Charles Dickens

And whether he really began to fear that he suffered these troubles because a Becket had been murdered; or whether he wished to rise in the favour of the Pope, who had now declared a Becket to be a saint, or in the favour of his own people, of whom many believed that even a Becket's senseless tomb could work miracles, I don't know: but the King no sooner landed in England than he went straight to Canterbury; and when he came within sight of the distant Cathedral, he dismounted from his horse, took off his shoes, and walked with bare and bleeding feet to a Becket's grave. There, he lay down on the ground, lamenting, in the presence of many people; and by-and-by he went into the Chapter House, and, removing his clothes from his back and shoulders, submitted himself to be beaten with knotted cords (not beaten very hard, I dare say though) by eighty Priests, one after another. It chanced that on the very day when the King made this curious exhibition of himself, a complete victory was obtained over the Scots; which very much delighted the Priests, who said that it was won because of his great example of repentance. For the Priests in general had found out, since a Becket's death, that they admired him of all things - though they had hated him very cordially when he was alive.

The Earl of Flanders, who was at the head of the base conspiracy of the King's undutiful sons and their foreign friends, took the opportunity of the King being thus employed at home, to lay siege to Rouen, the capital of Normandy. But the King, who was extraordinarily quick and active in all his movements, was at Rouen, too, before it was supposed possible that he could have left England; and there he so defeated the said Earl of Flanders, that the conspirators proposed peace, and his bad sons Henry and Geoffrey submitted. Richard resisted for six weeks; but, being beaten out of castle after castle, he at last submitted too, and his father forgave him.

To forgive these unworthy princes was only to afford them breathing-time for new faithlessness. They were so false, disloyal, and dishonourable, that they were no more to be trusted than common thieves. In the very next year, Prince Henry rebelled again, and was again forgiven. In eight years more, Prince Richard rebelled against his elder brother; and Prince Geoffrey infamously said that the brothers could never agree well together, unless they were united against their father. In the very next year after their reconciliation by the King, Prince Henry again rebelled against his father; and again submitted, swearing to be true; and was again forgiven; and again rebelled with Geoffrey.

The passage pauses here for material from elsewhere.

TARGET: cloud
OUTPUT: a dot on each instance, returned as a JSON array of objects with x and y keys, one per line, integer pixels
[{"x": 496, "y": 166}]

But the end of this perfidious Prince was come. He fell sick at a French town; and his conscience terribly reproaching him with his baseness, he sent messengers to the King his father, imploring him to come and see him, and to forgive him for the last time on his bed of death. The generous King, who had a royal and forgiving mind towards his children always, would have gone; but this Prince had been so unnatural, that the noblemen about the King suspected treachery, and represented to him that he could not safely trust his life with such a traitor, though his own eldest son. Therefore the King sent him a ring from off his finger as a token of forgiveness; and when the Prince had kissed it, with much grief and many tears, and had confessed to those around him how bad, and wicked, and undutiful a son he had been; he said to the attendant Priests: 'O, tie a rope about my body, and draw me out of bed, and lay me down upon a bed of ashes, that I may die with prayers to God in a repentant manner!' And so he died, at twenty-seven years old.

Three years afterwards, Prince Geoffrey, being unhorsed at a tournament, had his brains trampled out by a crowd of horses passing over him. So, there only remained Prince Richard, and Prince John - who had grown to be a young man now, and had solemnly sworn to be faithful to his father. Richard soon rebelled again, encouraged by his friend the French King, PHILIP THE SECOND (son of Louis, who was dead); and soon submitted and was again forgiven, swearing on the New Testament never to rebel again; and in another year or so, rebelled again; and, in the presence of his father, knelt down on his knee before the King of France; and did the French King homage: and declared that with his aid he would possess himself, by force, of all his father's French dominions.